L’Institut Montaigne va publier au mois de janvier une étude sur le Dossier Médical Personnel (DMP) et sa mise en œuvre en France. Ce projet a été initialement introduit par le Ministère de la Santé en août 2004 et relancé en 2009 après un premier échec. Alors que les pouvoirs publics en France comme à l’étranger consacrent des sommes importantes à l’expérimentation d’un DMP national et que les retours sur investissement sont faibles voire nuls pour les projets qui ont vu le jour, de plus en plus de patients se tournent vers des solutions privées et gèrent leur dossier médical sur Internet, comme leur compte bancaire ou leur dossier fiscal. L’étude de l’Institut Montaigne analyse les obstacles aujourd’hui réels et fictifs au déploiement d’un tel système d’information et propose également une comparaison avec des initiatives prises par nos voisins européens et dans certains pays émergents.

Doit-on continuer de miser sur un système complètement centralisé ? Faut-il décentraliser les solutions ? Cette réflexion mérite d’être conduite sans quoi le DMP national attendu depuis 5 ans déjà risque d’être dépassé lorsqu’il sera un jour opérationnel.

 

 

Travaux en cours

 

 

 

"Energies renouvelables et réseaux"

Groupe de travail coordonné par
Jean-Paul Tran Thiet,
Avocat associé (White & Case) - membre du Comité directeur de l'Institut Montaigne


Alors que les énergies renouvelables sont vouées à prendre une part de plus en plus importante dans la production et la consommation éléctrique d'un pays comme la France, leur raccordement au réseau global d'éléctricité demeure complexe. Comment adapter le réseau éléctrique du futur (à la fois en tant que système physique et pour sa gestion) à la nouvelle donne des énergies renouvelables décentralisées et aux nouvelles technologies, notamment pour le stockage et la gestion de la demande?

 

 

 

"Informatisation de la société"


Groupe de travail présidé par
Michel Volle,
consultant, spécialiste des systèmes d’information

 

L’informatique a révolutionné la société et a transformé les secteurs de la santé, de l’éducation, des loisirs, ainsi que la vie de famille : sans elle, pas de carte bancaire, de téléphone mobile ou d’Internet, etc. Ce phénomène représente aujourd’hui un enjeu majeur pour les entreprises mais aussi une formidable opportunité de repenser les politiques publiques. Comment tirer profit de cet outil tout en conservant la maîtrise de systèmes de plus en plus complexes ?

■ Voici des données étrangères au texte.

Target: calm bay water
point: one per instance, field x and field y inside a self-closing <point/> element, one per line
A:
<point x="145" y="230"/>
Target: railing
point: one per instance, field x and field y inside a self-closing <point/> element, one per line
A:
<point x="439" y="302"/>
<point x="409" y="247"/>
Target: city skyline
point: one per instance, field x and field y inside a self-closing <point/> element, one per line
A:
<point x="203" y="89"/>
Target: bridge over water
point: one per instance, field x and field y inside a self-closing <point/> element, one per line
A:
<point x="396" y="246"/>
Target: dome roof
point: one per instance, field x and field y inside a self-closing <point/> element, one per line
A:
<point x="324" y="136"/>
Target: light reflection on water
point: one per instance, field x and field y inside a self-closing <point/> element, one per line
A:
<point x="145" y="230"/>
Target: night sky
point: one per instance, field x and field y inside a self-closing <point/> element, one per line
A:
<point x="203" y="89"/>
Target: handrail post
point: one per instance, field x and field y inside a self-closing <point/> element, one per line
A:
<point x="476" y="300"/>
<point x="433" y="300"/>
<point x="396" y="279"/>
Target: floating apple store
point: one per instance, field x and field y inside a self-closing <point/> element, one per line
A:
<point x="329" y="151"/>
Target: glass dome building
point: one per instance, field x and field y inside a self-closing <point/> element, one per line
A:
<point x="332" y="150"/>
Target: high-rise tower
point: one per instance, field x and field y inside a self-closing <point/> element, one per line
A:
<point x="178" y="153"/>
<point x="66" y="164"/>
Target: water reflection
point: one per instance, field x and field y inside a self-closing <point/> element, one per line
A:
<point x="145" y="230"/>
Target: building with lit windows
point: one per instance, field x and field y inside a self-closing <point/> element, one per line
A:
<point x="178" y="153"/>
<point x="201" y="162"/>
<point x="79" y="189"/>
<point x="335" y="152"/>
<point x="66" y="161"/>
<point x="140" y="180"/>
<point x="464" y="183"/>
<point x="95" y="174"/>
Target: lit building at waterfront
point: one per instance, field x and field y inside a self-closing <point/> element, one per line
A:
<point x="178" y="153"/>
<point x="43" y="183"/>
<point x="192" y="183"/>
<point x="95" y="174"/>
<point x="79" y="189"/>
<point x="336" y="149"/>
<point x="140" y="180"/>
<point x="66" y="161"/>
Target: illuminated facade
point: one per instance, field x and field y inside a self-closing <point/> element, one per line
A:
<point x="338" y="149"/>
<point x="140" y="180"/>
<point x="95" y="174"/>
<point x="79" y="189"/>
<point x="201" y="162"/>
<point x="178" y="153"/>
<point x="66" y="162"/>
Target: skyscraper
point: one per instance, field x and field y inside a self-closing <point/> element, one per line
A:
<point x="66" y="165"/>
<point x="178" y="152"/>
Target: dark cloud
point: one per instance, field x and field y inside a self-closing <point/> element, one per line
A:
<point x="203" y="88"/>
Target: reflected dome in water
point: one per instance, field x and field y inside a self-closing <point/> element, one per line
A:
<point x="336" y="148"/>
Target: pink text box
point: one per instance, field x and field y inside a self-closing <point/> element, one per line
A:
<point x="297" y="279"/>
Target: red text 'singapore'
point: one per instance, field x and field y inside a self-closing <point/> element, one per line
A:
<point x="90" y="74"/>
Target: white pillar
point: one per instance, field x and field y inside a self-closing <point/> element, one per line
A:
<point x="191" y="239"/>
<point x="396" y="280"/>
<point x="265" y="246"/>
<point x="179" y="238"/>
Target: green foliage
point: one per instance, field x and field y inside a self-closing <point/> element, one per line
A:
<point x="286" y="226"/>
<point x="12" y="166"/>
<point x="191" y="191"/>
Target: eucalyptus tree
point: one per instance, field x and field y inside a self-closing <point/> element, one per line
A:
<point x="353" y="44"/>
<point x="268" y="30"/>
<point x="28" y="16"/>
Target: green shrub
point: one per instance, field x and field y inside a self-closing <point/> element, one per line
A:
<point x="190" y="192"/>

L’informatisation est un phénomène aussi important et massif que le furent les deux révolutions industrielles des XVIIIe et XXe siècles. Mais elle est de nature différente : alors que la mécanique est venue soulager l’effort physique qu’exigeait la production, l’ordinateur en réseau assiste l’effort mental. Il touche ainsi à notre organe le plus complexe, le cerveau.

L’informatisation a radicalement modifié la façon de travailler, si bien qu’aujourd’hui, près de la moitié du temps de travail de la population active française se déroule dans un espace totalement informatisé. Dans les foyers, l’avènement d’Internet a accentué le processus d’informatisation. En 1997, un ménage sur cinq était équipé d’un ordinateur contre 83% aujourd’hui (dont 65% disposent du haut débit). En Finlande, le haut débit va même accéder au statut de droit fondamental.

"Une culture de l’écran est apparue", constate Olivier Donnat, auteur d’une étude sur les nouvelles pratiques culturelles des Français, publiée en septembre dernier. Jusque dans les années 1990, les pratiques de l’écran se limitaient à la consommation de programmes télévisés. Aujourd'hui, les Français consacrent environ 10 heures par semaine aux écrans hors télévision (ordinateur et DVD) soit la moitié du temps qu’ils passent devant leur télévision (21 heures).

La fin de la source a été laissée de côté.